There are couple of reasons.
First of all, the notion that the relative power of different attack methods against a cipher depends only on the logical structure and not on the block and key size (at least in cases where these are independent of the structure) is a rough heuristic only.
Indeed, imagine as a trivial counterexample a cipher where the key size is variable and the subkeys are generated from the master key by a pseudorandom function. For small enough key size, our cipher will easily become formally "secure" against all attacks (but totally insecure from a practical point of view), because the cost of brute force search literally drops exponentially with key size. If the cipher is well designed, then at a sufficient number of rounds, it will be secure against all the standard attacks for some range of key sizes. But if we increase the key size sufficiently, it again becomes formally vulnerable to meet-in-the-middle attack, because now brute force search is more expensive than the meet-in-the-middle attack (although of course one could just claim less security than the master key size in this case).

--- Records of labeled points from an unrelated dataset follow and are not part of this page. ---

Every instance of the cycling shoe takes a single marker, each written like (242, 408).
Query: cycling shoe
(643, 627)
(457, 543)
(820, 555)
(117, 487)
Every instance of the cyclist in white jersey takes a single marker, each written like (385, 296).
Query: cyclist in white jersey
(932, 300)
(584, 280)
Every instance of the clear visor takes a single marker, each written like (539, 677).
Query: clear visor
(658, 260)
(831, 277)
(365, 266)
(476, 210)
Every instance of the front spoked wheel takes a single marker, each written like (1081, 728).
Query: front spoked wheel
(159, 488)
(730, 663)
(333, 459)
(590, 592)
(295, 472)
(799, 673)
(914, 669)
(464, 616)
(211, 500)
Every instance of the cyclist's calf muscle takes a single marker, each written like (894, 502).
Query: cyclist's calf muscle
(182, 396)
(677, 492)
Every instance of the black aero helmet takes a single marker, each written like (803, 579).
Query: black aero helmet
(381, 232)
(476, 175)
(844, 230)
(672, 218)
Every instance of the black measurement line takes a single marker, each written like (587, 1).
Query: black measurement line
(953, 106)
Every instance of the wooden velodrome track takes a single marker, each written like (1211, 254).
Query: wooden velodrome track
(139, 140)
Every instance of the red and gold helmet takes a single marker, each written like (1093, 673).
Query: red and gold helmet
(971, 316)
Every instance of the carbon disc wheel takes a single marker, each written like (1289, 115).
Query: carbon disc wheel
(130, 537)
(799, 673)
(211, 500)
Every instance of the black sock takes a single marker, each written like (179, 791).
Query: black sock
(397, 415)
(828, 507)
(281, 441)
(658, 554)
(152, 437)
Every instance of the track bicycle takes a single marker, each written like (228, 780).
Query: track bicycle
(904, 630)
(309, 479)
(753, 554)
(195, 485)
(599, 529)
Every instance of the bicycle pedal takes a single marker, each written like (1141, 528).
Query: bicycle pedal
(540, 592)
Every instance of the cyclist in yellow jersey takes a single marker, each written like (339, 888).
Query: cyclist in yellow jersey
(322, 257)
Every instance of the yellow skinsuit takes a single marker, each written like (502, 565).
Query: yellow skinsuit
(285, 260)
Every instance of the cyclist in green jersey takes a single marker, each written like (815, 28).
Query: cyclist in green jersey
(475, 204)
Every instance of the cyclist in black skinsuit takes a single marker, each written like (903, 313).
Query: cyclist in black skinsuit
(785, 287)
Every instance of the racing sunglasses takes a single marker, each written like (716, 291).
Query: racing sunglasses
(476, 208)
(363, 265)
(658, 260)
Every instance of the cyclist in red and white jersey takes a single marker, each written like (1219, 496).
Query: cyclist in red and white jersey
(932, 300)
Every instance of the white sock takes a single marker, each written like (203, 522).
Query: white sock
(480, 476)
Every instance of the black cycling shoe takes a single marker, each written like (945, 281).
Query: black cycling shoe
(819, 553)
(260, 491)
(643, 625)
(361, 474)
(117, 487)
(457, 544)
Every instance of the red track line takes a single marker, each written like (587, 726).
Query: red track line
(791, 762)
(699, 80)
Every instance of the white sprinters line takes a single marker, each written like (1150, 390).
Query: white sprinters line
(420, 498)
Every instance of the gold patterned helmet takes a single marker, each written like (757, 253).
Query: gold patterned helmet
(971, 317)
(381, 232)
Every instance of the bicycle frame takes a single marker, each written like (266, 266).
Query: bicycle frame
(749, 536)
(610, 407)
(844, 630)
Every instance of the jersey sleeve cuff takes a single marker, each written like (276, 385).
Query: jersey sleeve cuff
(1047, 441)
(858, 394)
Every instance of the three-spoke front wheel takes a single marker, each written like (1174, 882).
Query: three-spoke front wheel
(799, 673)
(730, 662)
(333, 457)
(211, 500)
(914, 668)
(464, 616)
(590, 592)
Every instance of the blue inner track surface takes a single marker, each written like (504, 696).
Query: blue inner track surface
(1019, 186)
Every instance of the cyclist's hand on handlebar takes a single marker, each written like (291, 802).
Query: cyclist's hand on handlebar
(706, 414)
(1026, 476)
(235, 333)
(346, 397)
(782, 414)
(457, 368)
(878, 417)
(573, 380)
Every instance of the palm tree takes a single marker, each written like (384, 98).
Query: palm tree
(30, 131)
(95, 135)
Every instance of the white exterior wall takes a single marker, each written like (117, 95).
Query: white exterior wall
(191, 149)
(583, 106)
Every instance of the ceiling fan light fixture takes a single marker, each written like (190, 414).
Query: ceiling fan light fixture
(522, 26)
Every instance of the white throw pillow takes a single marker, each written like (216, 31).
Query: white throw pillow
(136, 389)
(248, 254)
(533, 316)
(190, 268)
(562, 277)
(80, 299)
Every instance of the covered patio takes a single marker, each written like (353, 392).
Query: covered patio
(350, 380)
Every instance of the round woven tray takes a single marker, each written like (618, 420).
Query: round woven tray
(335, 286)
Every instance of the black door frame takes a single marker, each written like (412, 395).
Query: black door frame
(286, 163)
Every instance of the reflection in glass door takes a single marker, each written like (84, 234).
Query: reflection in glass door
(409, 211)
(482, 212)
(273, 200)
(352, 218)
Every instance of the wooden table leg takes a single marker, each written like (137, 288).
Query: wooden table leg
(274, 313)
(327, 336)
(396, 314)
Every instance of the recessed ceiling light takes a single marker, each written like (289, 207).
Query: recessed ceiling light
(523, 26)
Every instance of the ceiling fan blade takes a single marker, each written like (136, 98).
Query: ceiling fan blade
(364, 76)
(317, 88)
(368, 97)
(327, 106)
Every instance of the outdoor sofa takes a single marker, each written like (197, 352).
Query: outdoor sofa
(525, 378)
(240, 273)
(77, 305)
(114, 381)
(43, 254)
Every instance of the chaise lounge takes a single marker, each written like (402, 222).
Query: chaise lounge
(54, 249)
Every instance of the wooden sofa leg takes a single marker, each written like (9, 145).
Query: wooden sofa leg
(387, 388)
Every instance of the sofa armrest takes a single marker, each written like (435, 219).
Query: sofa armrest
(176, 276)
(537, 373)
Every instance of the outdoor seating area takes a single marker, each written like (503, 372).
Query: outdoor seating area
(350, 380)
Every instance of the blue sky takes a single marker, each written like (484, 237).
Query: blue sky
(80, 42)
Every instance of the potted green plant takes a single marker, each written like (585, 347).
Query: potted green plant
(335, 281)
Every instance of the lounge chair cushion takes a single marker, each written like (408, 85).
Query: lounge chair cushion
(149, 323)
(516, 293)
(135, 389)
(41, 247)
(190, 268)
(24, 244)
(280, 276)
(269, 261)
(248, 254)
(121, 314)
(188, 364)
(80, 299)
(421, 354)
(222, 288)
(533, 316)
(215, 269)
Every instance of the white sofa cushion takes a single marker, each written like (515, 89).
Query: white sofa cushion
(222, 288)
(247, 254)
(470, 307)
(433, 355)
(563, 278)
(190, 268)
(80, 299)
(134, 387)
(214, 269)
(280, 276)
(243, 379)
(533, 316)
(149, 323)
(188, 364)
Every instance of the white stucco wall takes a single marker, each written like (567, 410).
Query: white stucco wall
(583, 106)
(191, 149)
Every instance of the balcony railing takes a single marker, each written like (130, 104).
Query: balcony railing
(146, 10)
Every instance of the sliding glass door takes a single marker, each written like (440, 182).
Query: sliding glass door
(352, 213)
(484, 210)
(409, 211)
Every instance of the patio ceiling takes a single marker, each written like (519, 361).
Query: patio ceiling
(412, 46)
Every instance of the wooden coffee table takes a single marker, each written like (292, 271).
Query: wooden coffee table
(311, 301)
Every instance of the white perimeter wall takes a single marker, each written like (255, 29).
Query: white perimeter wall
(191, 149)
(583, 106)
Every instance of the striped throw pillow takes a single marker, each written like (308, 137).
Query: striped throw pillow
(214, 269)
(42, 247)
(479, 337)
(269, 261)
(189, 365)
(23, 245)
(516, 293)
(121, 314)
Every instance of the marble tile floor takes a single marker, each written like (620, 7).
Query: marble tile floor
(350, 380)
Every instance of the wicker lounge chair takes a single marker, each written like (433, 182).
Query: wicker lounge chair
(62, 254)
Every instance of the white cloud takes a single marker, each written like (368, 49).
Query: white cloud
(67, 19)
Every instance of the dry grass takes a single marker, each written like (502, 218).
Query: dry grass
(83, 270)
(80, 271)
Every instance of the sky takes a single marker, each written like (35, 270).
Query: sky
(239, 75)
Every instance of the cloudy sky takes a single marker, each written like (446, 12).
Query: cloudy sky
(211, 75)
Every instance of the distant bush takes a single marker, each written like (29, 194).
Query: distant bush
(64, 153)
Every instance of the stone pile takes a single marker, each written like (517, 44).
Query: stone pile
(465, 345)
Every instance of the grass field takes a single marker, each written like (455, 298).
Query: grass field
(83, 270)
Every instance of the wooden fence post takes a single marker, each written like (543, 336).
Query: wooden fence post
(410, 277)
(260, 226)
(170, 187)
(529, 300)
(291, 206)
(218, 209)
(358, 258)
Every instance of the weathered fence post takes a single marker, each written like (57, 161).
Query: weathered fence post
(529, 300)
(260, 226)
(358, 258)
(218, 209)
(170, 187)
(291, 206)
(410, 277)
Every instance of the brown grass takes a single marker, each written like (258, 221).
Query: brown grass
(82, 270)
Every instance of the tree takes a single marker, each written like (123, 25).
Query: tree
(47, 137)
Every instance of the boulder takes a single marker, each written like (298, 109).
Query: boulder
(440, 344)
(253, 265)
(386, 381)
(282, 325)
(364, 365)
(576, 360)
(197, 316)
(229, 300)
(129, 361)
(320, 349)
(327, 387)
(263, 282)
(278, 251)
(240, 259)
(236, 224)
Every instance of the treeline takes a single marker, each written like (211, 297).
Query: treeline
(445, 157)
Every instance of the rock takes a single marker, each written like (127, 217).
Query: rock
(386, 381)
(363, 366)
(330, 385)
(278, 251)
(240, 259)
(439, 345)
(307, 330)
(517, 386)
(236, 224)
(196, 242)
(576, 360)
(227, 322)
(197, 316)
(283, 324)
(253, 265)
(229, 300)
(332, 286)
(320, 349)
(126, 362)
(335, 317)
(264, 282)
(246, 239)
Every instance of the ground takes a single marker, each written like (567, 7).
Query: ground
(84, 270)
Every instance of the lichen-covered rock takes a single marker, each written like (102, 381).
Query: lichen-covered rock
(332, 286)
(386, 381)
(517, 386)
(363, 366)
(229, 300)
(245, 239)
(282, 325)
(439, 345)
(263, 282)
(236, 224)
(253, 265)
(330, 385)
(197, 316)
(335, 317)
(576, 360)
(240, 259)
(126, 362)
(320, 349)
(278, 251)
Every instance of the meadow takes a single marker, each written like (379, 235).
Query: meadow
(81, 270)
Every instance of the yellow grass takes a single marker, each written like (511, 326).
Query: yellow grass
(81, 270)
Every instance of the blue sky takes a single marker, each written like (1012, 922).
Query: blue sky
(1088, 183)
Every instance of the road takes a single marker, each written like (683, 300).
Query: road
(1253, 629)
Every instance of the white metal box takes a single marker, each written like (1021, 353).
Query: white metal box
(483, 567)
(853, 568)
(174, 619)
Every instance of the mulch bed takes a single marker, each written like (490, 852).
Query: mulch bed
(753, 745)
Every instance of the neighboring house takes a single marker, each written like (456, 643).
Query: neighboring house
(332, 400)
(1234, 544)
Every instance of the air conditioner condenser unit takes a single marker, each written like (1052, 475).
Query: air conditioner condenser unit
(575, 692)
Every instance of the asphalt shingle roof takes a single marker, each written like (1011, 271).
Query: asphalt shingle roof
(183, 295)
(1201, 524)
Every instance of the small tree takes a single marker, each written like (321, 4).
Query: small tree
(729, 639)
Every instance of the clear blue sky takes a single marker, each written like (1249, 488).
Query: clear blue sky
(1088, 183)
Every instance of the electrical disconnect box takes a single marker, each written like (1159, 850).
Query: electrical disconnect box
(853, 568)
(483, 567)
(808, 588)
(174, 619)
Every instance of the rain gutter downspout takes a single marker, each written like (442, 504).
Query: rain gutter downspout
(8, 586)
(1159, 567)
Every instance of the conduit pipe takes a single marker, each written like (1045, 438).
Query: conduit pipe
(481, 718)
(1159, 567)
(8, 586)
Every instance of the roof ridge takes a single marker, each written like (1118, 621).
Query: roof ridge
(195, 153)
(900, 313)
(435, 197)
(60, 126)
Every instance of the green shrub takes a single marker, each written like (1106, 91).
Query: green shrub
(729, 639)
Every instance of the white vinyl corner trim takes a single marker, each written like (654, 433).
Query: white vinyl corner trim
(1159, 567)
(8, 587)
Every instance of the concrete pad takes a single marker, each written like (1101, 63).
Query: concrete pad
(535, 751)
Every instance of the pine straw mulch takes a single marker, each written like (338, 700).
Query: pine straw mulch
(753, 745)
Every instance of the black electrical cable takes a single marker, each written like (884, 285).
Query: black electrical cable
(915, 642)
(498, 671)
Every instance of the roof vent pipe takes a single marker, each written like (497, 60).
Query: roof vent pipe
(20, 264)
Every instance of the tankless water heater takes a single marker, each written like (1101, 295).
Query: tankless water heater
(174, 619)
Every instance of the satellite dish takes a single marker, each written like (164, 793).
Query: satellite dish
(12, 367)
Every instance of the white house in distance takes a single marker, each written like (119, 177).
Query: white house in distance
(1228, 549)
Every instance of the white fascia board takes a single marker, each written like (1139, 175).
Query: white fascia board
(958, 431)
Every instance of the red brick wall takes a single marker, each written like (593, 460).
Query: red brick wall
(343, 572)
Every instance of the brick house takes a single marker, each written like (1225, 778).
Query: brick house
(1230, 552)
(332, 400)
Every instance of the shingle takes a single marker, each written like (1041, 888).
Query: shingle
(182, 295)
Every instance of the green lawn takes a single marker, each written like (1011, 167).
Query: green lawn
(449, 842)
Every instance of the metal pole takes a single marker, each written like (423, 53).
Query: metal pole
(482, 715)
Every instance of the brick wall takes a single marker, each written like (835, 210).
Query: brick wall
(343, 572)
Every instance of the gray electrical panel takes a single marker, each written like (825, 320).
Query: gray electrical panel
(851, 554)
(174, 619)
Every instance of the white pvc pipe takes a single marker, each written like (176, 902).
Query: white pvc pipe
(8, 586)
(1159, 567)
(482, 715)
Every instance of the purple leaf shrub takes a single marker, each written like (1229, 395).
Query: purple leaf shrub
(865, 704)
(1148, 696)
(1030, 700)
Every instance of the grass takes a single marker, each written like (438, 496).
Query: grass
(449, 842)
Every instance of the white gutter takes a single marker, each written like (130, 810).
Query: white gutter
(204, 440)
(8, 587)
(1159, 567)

Secondly, it is difficult to determine what the best attack on a cipher actually is, and this difficulty tends to increase with the size of the cipher. Much of the literature on cryptographic attacks uses a simplistic cost model where access to memory is very cheap and independent of the amount of memory an attack needs. In addition, it is often not clear what the true cost of a brute force attack would be and the best attacks in the literature are usually considered to be the ones that break the largest number of rounds at an estimated cost just shy of what the author thinks the cost of brute force key search would be. All of these effects together probably lead to a nontrivial percentage of published attacks being actually more expensive than brute force key search, which means that there is some randomness in the determination of which attack is best. This is true for any block/key size, but probably more pronounced for the larger ones, because reviewers cannot ask that the attack be demonstrated practically in full.
Thirdly, some attacks are easier to explore for small block and key sizes than for large ones; this means that some attacks that are known to work for small variants of a block cipher may well have an equally effective counterpart for a larger version, but we have not found it yet.
The most important reason, though, is in my opinion the first one mentioned: the study of small versions of a cipher can give us some hints about good directions of attack against bigger versions, but this is only a useful heuristic, not a law of nature.